Association of depressive symptomatology and elder mistreatment in a U.S. Chinese population: Findings from a community-based participatory research study

Xinqi Dong*, E. Shien Chang, Esther Wong, Bernarda Wong, Melissa A. Simon

*Corresponding author for this work

Research output: Contribution to journalReview articlepeer-review

17 Scopus citations

Abstract

Elder mistreatment (EM) is associated with increased morbidity and mortality. The objective of this study is to examine the association between depressive symptoms and EM in a U.S. Chinese population. A community-based participatory research approach was implemented to partner with the Chicago Chinatown population. Self-reported EM was assessed using a modified Vulnerability to Abuse Screening Scale instrument. Depressive symptomatology was assessed using the short form Geriatric Depression Scale.
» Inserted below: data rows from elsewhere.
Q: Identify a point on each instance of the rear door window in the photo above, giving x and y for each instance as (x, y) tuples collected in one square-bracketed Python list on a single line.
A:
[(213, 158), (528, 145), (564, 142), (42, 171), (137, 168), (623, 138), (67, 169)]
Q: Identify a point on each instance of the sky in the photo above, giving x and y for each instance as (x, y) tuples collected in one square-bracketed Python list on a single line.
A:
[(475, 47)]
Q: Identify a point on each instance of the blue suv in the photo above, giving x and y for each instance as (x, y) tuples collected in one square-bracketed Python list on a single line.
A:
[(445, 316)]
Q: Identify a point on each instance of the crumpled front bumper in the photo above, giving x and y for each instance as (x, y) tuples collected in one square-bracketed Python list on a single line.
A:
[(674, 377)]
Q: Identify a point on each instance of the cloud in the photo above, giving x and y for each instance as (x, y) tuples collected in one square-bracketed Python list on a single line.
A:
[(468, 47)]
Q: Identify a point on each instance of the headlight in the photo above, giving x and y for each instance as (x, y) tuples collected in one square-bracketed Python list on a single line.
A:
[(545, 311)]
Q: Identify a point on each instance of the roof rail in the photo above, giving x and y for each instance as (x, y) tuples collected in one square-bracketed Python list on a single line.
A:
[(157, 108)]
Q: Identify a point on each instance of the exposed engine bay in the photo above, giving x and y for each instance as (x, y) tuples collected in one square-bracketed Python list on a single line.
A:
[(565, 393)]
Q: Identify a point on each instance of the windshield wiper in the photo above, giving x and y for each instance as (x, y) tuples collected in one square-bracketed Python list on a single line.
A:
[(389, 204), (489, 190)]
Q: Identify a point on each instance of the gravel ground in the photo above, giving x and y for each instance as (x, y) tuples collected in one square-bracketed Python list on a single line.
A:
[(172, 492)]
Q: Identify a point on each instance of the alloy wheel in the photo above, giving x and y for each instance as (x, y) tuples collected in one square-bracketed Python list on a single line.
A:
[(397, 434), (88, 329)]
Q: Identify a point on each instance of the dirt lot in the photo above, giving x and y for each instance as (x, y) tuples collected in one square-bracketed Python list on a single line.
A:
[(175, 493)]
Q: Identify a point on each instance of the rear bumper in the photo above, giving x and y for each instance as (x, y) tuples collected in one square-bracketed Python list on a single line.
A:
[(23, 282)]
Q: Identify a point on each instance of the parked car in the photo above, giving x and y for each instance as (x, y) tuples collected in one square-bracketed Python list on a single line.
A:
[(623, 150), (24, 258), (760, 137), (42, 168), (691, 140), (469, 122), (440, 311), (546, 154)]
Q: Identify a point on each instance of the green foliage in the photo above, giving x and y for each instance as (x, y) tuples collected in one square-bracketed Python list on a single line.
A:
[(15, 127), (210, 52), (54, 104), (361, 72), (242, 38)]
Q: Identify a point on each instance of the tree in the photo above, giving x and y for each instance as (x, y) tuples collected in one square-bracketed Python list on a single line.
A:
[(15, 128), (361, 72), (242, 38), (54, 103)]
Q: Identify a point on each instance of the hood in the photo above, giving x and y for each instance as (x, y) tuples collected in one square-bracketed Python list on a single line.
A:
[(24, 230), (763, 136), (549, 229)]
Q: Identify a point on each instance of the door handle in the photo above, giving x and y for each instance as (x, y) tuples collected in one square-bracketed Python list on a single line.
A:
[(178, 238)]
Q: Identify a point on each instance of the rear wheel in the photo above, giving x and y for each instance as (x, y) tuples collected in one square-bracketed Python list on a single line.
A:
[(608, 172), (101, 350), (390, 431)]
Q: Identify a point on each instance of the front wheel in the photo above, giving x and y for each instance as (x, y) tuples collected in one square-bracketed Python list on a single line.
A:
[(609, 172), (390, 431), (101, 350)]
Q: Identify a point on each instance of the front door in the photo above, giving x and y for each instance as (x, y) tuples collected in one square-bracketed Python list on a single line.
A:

Exact logistic regression was used to assess these associations. Of the 78 participants, mean age was 74.8 (SD = 7.8) years and 52.6% were women. EM was reported in 20.5% of participants. After adjusting for potential confounding factors, higher numbers of depressive symptoms were independently associated with increased risk of EM (Exact OR, 1.99, 95% CI [1.23, 3.41]). Interaction terms analyses suggest that higher educational levels might buffer the risk of EM associated with depressive symptoms. Longitudinal studies are needed to confirm these findings in this U.S. Chinese population.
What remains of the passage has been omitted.